Alperovitch wouldn’t say what the attackers might have found once they were on company networks, other than to indicate that the high-value targets that were hit “were places of important intellectual property.”
iDefense, however, told Threat Level that the attackers were targeting source-code repositories of many of the companies and succeeded in reaching their target in many cases.
Alperovitch says the attacks appeared to have begun Dec. 15, but may have started earlier. They appear to have ceased on Jan. 4, when command-and-control servers that were being used to communicate with the malware and siphon data shut down.
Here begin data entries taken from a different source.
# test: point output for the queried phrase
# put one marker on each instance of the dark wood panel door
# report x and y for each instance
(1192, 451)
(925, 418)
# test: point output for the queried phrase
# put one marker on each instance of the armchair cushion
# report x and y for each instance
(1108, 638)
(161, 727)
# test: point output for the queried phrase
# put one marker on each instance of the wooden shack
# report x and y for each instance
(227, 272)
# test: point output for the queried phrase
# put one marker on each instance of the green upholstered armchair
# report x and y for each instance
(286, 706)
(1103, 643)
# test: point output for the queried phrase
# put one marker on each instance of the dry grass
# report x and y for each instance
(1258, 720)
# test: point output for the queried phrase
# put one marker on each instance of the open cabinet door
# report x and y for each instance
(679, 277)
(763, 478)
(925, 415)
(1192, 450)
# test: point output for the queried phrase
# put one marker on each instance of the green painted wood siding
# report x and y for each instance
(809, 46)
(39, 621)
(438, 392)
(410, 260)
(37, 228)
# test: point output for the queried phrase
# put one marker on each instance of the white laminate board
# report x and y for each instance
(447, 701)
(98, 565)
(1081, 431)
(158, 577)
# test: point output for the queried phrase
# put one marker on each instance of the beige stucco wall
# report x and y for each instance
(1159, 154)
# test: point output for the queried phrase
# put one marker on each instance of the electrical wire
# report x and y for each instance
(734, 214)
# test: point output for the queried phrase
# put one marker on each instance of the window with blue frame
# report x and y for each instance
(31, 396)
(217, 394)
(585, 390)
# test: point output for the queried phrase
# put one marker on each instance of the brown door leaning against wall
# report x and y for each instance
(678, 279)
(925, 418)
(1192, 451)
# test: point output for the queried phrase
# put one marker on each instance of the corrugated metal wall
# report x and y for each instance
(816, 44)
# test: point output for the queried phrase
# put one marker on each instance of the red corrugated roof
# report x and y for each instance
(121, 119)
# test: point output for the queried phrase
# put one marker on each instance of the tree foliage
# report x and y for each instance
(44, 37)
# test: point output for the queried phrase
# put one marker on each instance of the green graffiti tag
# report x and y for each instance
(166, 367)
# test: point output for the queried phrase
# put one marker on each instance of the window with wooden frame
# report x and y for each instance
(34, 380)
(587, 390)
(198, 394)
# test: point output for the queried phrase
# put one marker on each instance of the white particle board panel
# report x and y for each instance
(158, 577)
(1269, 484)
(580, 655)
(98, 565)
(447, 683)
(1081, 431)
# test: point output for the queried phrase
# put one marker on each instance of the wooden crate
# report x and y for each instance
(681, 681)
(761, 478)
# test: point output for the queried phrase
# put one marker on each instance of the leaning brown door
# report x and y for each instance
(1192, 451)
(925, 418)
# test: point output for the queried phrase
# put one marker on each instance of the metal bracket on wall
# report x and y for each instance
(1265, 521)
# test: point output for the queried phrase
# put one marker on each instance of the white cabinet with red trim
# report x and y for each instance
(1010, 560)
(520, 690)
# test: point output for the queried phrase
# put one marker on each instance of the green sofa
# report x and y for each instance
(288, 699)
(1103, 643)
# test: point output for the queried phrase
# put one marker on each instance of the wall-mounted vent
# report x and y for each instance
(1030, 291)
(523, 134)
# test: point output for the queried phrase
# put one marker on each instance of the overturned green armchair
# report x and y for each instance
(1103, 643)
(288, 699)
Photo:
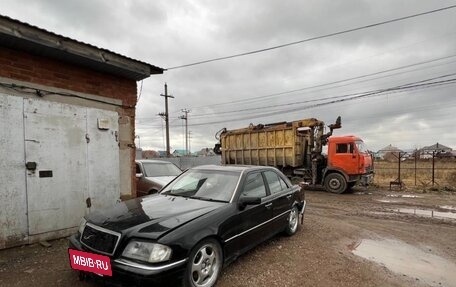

“We don’t know if the attackers shut them down, or if some other organizations were able to shut them down,” he said. “But the attacks stopped from that point.”
Google announced Tuesday that it had discovered in mid-December that it had been breached. Adobe disclosed that it discovered its breach on Jan. 2.
Aperovitch says the attack was well-timed to occur during the holiday season when company operation centers and response teams would be thinly staffed.
The sophistication of the attack was remarkable and was something that researchers have seen before in attacks on the defense industry, but never in the commercial sector. Generally, Alperovitch said, in attacks on commercial entities, the focus is on obtaining financial data, and the attackers typically use common methods for breaching the network, such as SQL-injection attacks through a company’s web site or through unsecured wireless networks.
“Cyber criminals are good … but they cut corners. They don’t spend a lot of time tweaking things and making sure that every aspect of the attack is obfuscated,” he said.
Alperovitch said that McAfee has more information about the hacks that it’s not prepared to disclose at present but hopes to be able to discuss them in the future. Their primary goal, he said, was to get as much information public now to allow people to protect themselves.
He said the company has been working with law enforcement and has been talking with “all levels of the government” about the issue, particularly in the executive branch. He couldn’t say whether there were plans by Congress to hold hearings on the matter.